21°F (FEELS LIKE 13°) or -6°C (FEELS LIKE -11°)

 

Walking to the pub later, will be fun in this cold. Walking back shouldn't be too bad. I'll handle the cold better then.


----------



## fixidixi (Nov 28, 2013)

Well it's -5 now.. last week it was around 0..


----------



## KS_Phillip (Nov 28, 2013)

0C, with 32-52kph wind and snow coming down hard


----------



## InertiaNetworks-John (Nov 28, 2013)

Outside: 19

Inside: 70

Milwaukee, Wisconsin


----------



## Kakashi (Nov 29, 2013)

25 Degrees C. A little too warm for my liking but have to keep it high for the baby.

4 Degrees outside.


----------



## cloudlix (Dec 19, 2013)

Now in our office is 20°C so it`s very good for work not to warm not to cold  

Outside we have 2°C


----------



## AuroraZero (Dec 20, 2013)

24 c but the wind chill makes it fel like 19 c. Snowing also, but that is December 19th in Michigan for you. Going to be a white Christmas here for us this year. Good thing I have wood stocked up. 

edited: for spelling damn can not spell today


----------



## drmike (Dec 20, 2013)

It has been a very cold December in most of the United States.  Dreary and dark too. 

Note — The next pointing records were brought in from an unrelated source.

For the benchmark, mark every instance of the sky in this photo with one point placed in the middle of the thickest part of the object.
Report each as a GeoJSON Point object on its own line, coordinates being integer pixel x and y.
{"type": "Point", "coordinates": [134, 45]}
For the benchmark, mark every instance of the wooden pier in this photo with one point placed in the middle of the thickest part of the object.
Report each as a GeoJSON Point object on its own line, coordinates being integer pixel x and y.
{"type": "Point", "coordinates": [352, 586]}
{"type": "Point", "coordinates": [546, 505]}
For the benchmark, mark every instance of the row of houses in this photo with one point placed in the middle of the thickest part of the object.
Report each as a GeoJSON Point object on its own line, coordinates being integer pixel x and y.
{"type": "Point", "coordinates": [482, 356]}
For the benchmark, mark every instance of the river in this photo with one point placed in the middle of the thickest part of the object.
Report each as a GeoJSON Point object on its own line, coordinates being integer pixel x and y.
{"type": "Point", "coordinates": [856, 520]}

Hearing rural folks talking about the masses of fuel they are burning through this winter - more than anyone can recall.


----------



## Aldryic C'boas (Dec 20, 2013)

Was warm enough here last night that I had the AC running. -_-;


----------



## drmike (Dec 20, 2013)

Must be nice Ald!  Although relative heat wave this week in many places...

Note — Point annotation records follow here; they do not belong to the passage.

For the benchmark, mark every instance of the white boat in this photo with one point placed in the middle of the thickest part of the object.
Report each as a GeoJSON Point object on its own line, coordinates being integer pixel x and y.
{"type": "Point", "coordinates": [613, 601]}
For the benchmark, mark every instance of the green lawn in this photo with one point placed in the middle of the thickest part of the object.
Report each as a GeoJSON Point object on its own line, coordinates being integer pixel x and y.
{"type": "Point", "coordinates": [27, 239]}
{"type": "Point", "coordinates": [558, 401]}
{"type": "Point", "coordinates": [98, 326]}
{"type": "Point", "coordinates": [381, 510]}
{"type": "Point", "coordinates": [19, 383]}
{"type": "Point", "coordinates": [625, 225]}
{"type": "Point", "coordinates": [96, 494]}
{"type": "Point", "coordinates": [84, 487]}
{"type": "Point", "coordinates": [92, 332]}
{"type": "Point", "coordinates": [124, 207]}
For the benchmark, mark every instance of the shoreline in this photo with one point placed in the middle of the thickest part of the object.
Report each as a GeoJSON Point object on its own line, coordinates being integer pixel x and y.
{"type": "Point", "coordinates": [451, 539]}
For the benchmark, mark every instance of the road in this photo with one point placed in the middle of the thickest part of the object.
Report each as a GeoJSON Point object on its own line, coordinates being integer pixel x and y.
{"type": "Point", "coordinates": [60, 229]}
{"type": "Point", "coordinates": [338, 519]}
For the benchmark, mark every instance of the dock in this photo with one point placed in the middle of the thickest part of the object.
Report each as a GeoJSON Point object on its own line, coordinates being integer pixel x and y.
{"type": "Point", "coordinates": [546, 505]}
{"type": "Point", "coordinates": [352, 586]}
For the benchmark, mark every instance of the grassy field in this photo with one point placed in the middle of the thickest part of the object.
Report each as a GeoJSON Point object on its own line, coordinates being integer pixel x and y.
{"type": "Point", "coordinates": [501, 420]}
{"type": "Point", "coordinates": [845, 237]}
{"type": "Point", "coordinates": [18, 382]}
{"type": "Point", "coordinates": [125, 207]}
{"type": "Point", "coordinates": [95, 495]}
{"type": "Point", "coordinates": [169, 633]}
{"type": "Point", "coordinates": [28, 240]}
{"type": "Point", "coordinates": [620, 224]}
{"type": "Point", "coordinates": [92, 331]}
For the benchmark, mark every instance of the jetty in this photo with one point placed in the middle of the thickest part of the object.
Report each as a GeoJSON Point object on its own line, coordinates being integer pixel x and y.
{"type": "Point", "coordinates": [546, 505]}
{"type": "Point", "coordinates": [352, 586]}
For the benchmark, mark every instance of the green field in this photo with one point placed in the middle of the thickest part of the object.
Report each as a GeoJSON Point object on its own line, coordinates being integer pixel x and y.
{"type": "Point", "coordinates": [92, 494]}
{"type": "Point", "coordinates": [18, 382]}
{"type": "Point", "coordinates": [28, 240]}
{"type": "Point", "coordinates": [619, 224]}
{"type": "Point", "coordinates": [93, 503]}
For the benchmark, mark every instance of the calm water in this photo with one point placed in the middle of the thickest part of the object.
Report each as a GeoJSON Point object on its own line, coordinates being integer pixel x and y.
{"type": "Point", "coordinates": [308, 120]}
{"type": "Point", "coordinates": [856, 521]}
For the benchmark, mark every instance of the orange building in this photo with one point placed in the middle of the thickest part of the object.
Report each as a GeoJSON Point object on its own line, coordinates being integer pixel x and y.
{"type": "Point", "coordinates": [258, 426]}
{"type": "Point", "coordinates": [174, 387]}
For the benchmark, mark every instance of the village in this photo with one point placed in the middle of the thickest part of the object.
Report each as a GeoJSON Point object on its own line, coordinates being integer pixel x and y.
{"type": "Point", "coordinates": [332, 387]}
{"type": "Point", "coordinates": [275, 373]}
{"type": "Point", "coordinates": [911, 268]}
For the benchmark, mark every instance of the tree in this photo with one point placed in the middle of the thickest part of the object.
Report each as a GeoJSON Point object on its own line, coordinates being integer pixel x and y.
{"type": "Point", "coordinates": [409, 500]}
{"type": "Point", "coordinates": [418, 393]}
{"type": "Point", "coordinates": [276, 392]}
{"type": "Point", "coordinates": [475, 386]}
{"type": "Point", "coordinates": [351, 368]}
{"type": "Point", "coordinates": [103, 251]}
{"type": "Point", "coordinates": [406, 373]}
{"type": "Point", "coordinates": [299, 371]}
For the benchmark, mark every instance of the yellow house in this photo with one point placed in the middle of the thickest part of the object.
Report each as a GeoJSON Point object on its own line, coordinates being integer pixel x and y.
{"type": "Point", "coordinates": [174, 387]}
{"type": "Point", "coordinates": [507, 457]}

I am sick of winter.  Never liked it.  But I detest southern state summers even more.

Time for in earth built home or a deluxe cave.


----------



## Aldryic C'boas (Dec 20, 2013)

Heh.. well, nice is relative   5-9C is my ideal, but sadly winter only lasts _maybe_ 6 weeks or so here ;;


----------



## drmike (Dec 20, 2013)

50F?  Outside?  Yeah that's doable/alright for winter.   I am tired of 0-15F outside for days on end.  Jetstream is all snafued.

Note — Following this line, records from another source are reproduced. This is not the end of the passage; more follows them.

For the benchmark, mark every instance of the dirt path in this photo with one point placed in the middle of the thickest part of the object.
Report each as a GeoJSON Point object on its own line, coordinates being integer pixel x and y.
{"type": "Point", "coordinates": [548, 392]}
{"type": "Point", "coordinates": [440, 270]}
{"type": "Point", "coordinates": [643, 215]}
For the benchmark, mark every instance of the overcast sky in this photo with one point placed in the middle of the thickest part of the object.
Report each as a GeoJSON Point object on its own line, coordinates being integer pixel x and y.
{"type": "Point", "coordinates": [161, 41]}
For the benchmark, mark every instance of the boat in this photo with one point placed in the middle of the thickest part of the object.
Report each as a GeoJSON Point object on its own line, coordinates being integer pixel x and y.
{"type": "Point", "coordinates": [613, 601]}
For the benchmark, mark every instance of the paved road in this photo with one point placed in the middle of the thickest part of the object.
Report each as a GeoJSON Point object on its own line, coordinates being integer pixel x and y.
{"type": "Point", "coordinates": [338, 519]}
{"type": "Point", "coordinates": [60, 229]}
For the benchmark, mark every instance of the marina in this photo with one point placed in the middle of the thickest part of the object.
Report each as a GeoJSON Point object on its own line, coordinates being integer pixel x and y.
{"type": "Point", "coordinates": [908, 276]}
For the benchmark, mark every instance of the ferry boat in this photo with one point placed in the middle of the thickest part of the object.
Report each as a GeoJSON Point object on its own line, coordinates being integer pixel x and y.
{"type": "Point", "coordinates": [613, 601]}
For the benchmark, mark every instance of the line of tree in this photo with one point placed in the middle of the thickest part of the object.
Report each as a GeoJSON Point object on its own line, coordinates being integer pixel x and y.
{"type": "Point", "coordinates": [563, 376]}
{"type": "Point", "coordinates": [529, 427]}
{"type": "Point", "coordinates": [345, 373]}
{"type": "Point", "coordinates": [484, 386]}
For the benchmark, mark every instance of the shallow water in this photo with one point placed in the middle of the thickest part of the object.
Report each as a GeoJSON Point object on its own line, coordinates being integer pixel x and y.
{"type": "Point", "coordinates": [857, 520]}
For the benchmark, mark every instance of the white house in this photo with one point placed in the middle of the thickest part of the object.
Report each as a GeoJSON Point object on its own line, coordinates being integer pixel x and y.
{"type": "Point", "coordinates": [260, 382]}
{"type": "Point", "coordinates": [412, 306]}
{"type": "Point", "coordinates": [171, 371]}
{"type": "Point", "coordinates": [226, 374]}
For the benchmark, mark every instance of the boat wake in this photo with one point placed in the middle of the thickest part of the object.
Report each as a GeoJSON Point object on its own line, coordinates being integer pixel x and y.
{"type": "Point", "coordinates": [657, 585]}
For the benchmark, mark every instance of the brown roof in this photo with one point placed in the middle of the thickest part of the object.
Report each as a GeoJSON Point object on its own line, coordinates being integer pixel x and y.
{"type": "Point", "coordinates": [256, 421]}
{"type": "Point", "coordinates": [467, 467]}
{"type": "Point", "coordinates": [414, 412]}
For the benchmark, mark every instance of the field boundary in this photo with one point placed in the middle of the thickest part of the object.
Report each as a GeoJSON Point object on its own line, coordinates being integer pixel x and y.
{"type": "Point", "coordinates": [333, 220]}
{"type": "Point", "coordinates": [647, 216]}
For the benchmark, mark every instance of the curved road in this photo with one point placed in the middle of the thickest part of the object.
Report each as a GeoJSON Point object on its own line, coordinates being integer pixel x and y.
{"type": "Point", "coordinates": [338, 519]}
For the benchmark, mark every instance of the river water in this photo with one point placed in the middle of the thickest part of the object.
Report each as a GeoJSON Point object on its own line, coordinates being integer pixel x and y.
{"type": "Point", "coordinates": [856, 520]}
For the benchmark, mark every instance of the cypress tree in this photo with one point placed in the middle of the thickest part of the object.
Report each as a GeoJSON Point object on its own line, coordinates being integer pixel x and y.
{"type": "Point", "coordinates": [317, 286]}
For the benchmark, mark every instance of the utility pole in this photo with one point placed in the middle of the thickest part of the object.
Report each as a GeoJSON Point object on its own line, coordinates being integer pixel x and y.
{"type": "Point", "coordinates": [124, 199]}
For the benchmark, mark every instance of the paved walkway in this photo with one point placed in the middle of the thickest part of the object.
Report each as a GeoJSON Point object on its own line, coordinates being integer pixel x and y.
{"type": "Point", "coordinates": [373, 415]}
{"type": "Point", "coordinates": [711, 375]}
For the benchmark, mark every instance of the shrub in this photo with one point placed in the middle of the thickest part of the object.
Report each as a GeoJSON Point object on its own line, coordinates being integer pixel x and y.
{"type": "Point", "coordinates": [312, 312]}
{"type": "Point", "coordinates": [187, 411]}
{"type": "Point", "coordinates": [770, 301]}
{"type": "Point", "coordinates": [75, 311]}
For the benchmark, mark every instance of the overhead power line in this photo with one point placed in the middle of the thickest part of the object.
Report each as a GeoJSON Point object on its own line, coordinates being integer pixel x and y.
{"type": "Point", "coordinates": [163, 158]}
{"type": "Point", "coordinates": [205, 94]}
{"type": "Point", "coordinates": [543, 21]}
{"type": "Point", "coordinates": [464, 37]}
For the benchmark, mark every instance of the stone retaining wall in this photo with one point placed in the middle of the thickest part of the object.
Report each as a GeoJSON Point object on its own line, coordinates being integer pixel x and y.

I need to become a snowbird for certain.  Get my AARP card for the discounts and drive the big rig down south then come back for spring.


----------



## AuroraZero (Dec 21, 2013)

drmike said:


> It has been a very cold December in most of the United States.  Dreary and dark too.
> 
> Hearing rural folks talking about the masses of fuel they are burning through this winter - more than anyone can recall.


A lot of people have gone to wood or pellets here. Some of the older folks have kept there oil burners for back ups but that is all. They compared the $1000 a month bill to the $100-$150 for wood and decided it was a good deal. Even though there is a bit of work involved and some cost to get the stoves in, they still come out on top in the big picture of it all.


----------



## drmike (Dec 21, 2013)

The price of home heating fuel (oil) remains alarmingly high.  It has been so for several years in a row and the commodity cost while high, doesn't reflect the even high post-delivery cost.  Ditto for LPG or more commonly known as propane.

Pellet stoves are alright, but they are glorified blow torches at best and more akin to room heaters like folks use to use on per room basis.

Next season I am headed back to wood and coal ideally in one burner system that supports both.  Why?  Both can be sourced locally and keep the neighbors working.  Plus their lower cost and better heat output is long proven through all sorts of economic upturns and especially in the downturns.


----------



## DomainBop (Dec 21, 2013)

Who needs oil burners or pellet stoves?  It's f**king summer here on the east coast.  64F right now and tomorrow will be 69F.


----------



## drmike (Dec 21, 2013)

Don't let 1-2 days of relief fool you @DomainBop.

Bet it will be teens and twenties as that big cold front follows.   Back to the ice age.


----------



## cubixcloud (Dec 21, 2013)

We just got hit again in two week period in Oklahoma. Ice age indeed!


----------



## drmike (Dec 21, 2013)

Oklahoma, that state stays beat up by the weather.   Rough place to be.  Any time I am headed out west I avoid Oklahoma.  Strange state.


----------



## cubixcloud (Dec 21, 2013)

True enough!  B)

It could be 75 degrees one day and below freezing the next. Pretty crazy. It's happened.


----------



## drmike (Dec 21, 2013)

Blame the Rockie Mount range for Okies weather drama.


----------